In: Chemistry
What are the orbital electron transitions in ZnO? What about Co2+:ZnO?
ZnO is a wide band gap semiconductor. It possesses inherent n-type conductivity even in the absence of any doping. Observation of n-type character in ZnO is due to the presence of oxygen vacancies or Zn interstitials.
When an electron in an orbit drops to a lower energy state by giving up energy through the creation of a photon. This process is known as going through an electron transition. This results in the glow or luminescence that we generally observe in materials. To create the glow or the luminescence in materials we need to create excited atoms or electrons and these excited particles created depends significantly on the amount of energy required to produce the transition.
The transition to the ground state typically is a multistep process.
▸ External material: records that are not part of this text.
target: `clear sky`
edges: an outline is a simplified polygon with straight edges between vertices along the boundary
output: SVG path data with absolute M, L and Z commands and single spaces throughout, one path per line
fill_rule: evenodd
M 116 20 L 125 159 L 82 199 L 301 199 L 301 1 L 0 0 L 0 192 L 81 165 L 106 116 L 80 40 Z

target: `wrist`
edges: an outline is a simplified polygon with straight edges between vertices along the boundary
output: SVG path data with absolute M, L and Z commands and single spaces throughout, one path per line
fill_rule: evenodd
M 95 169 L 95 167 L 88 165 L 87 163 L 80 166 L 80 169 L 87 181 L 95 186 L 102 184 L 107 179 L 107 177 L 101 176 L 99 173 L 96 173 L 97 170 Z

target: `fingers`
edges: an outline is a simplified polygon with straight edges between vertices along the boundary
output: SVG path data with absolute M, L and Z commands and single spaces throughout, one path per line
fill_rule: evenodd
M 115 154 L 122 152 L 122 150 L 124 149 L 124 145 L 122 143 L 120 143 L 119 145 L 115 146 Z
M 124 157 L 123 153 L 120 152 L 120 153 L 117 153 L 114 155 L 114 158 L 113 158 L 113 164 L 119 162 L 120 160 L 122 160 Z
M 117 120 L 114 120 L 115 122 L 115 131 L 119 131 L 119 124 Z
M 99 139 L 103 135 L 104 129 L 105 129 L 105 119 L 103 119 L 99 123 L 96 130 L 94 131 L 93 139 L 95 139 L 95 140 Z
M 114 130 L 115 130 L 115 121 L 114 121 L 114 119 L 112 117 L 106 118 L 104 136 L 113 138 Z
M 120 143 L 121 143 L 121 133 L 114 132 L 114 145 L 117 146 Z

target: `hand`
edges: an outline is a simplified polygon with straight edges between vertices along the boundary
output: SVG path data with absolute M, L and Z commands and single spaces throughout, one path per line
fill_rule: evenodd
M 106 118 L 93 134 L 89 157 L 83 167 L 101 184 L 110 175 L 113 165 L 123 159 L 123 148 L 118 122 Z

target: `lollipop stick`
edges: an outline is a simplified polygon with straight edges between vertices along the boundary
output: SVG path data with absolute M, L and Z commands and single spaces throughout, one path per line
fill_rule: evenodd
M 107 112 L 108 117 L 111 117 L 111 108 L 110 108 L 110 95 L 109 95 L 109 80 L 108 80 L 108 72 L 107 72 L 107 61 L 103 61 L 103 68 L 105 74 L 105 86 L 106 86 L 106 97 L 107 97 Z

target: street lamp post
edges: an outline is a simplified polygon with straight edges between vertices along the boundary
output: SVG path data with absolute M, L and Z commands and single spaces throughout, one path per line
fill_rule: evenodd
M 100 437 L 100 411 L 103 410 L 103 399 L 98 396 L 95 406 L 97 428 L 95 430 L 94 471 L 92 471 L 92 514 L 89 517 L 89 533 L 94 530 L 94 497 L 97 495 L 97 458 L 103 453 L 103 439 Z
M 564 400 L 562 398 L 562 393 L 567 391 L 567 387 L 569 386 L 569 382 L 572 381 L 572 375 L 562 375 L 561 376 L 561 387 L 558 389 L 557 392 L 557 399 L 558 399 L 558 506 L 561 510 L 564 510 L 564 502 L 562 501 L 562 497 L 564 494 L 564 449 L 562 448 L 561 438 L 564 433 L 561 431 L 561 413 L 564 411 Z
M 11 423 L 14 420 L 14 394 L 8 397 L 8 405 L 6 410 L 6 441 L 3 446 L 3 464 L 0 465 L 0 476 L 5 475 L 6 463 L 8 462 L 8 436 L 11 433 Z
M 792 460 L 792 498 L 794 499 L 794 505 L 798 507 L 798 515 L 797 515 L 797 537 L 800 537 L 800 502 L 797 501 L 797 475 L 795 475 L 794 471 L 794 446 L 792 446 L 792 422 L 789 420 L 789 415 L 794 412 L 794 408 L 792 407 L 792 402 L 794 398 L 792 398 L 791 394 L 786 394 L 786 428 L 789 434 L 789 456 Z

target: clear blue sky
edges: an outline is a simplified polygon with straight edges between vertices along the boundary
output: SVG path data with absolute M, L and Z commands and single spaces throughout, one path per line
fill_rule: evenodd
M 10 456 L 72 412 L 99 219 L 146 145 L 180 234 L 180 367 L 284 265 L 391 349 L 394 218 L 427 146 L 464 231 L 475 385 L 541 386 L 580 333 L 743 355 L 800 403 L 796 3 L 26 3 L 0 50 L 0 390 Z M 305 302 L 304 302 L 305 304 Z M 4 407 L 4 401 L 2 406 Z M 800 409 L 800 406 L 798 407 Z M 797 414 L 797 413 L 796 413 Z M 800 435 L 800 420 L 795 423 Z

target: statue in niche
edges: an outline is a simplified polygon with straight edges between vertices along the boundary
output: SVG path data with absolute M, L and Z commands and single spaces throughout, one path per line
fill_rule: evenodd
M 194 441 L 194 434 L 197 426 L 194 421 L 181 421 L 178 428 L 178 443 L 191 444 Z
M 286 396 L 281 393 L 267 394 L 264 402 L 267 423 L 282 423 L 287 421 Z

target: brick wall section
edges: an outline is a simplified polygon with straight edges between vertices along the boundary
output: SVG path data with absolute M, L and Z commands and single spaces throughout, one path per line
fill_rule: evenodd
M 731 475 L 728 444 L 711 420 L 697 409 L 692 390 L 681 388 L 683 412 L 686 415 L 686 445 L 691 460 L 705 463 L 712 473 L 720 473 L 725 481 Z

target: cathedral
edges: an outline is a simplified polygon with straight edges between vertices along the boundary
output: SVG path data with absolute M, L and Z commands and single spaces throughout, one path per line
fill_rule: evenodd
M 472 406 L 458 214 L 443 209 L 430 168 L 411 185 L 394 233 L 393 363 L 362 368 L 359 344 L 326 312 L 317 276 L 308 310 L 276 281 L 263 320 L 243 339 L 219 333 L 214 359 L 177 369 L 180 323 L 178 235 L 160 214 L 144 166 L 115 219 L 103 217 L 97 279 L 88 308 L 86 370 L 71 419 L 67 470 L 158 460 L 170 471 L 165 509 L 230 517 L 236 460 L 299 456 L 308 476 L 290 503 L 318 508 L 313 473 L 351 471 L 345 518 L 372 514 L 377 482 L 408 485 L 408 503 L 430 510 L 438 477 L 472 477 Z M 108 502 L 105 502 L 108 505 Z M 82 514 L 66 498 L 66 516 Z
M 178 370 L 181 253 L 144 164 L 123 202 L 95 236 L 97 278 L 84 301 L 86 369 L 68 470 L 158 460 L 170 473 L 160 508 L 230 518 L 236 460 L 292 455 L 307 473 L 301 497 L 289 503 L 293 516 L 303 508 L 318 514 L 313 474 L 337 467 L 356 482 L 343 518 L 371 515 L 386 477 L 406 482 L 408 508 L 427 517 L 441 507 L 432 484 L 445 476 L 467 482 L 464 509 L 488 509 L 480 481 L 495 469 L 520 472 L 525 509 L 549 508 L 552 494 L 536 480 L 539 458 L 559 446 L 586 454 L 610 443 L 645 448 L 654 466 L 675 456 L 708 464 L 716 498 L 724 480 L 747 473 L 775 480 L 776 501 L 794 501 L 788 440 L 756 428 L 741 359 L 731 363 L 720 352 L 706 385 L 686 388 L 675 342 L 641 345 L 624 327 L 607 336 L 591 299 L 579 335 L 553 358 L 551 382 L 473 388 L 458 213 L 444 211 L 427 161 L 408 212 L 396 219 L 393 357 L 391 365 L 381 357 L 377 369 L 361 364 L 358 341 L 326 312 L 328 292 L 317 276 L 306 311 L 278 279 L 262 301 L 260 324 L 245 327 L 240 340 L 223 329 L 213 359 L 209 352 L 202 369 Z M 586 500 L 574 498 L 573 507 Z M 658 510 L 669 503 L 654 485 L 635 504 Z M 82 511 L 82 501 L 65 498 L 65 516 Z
In general, the transitions that go from shell to another shell are allowed. The band gap of ZnO is 3.44 eV which results in the strong emission peak in the UV region originating from the band to band transition. Besides, there also exists weak defect emission peaks within falling within the band gap, with the deep level transitions in the visible region. Thus in ZnO, there exist UV excitonic emissions corresponding to the band to band transitions and weak visible emissions due to the deep level transions in ZnO. The visible emissions suggest orange-red emission and green emission could be related to interstitial (Zni) shallow donors or oxygen vacancy (Vo) deep donors.
The cobalt doping induces a decrease of band gap energy and fluorescence quenching of the emission bands. The spectra is related to the transition within the tetrahedral Co2+ ions in the ZnO host crystal. Due to the doping of Co there exists a variation compared to pure ZnO resulting in a shift in the PL emission and UV-Vis absorption peaks to red due to the Co incorporation.